The fate of the historic building has been up in the air since the H. Earl Clack Foundation announced in May that it would cease managing the building on July 1.
The foundation has leased the building since 1996, when the city purchased the former post office and federal courthouse from the U.S. Postal Service. The center is home to the county's H. Earl Clack Museum. When a five-year lease expired in 2001, the foundation continued to manage the building under a tenancy-at-will agreement with the city. The city will take over management responsibilites of the center, effective Thursday.
It costs an estimated $5,000 to run the Heritage Center each month - money Finance Committee members say the city cannot afford. To help alleviate money concerns, the City Council voted June 21 to consider selling the Heritage Center to a private party. Springer, a longtime Havre resident, and his brothers Lowell and Dennis Springer are working with city officials to write a four-year lease for the Heritage Center, with an option to purchase the building at the end of the four-year period.

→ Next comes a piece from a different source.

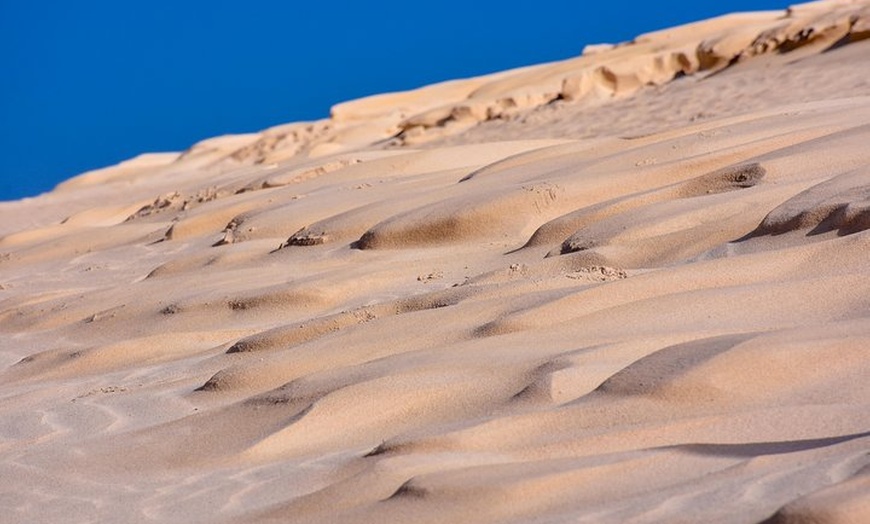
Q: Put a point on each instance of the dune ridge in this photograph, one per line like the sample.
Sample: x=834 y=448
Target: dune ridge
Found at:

"The Heritage Center is a great place and a beautiful building. We don't want to change a thing," Jay Springer said at Monday's meeting. "We see it as a potential to make money. We think it's really useable space."
Springer also said he wants the Clack Foundation to continue managing the building for the next six months, with his monetary help.
"That grace period would give everyone a little breathing room," Springer said. "I'm not ready to make a good proposal right now. That six months would give me an opportunity to iron out details with the city. I don't think it's in anyone's best interest to make a decision right now."
The Heritage Center accounts and utilities would still be turned over to the city Thursday, but Springer said he would help with the expenses.
"The center could move on, business as usual," Springer said.
Springer said he hopes the grace period would allow the city to decide how it wants to move forward with plans to repair the building's roof.
"The roof of the building definitely needs to be fixed," Finance Committe Chair Tom Farnham said at Monday's meeting. "The last estimate for the roof was $92,000."
The city could save a large percentage of the repair cost if it's approved for a grant from the Montana Department of Transportation's Community Transportation Enhancement Program. CTEP funds transportation-related projects that are designed to "strengthen the cultural, aesthetic, and environmental aspects of Montana's intermodel transportation system." CTEP allows for the implementation of a variety of nontraditional projects like historic preservation.
Mayor Bob Rice said Monday he plans to release a bid for roof repairs to CTEP as soon as the city decides how it will move forward with the center.
"The roof repairs have got to be done," Rice said.
Springer said if the CTEP funds do not come through, he would be willing to pay for the repairs, if the roof costs would be taken off the final purchase price for the building, which has been estimated at $113,000.
"The roof repairs will ultimately affect our final proposal," Springer said. "But our proposal also affects how the repairs will be funded, so it's really a Catch-22."
Springer and his brothers are planning to tour the Heritage Center with foundation president Elaine Morse sometime in the next couple of weeks so they can assess what needs the building has. Springer is also planning to sit down with city attorney Jim Kaze to iron out details of a lease proposal.
"We don't want to rush into anything," Springer said. "We want to explore all our options and move forward on the right foot."
Springer isn't the only party interested in the Heritage Center. The Finance Committee will meet with Charlie Grant, spokesman for a second group that's interested in the possible purchase of the building, on Wednesday at 7 p.m. at City Hall. The City Council hopes to discuss the groups' proposals at its meeting next Tuesday.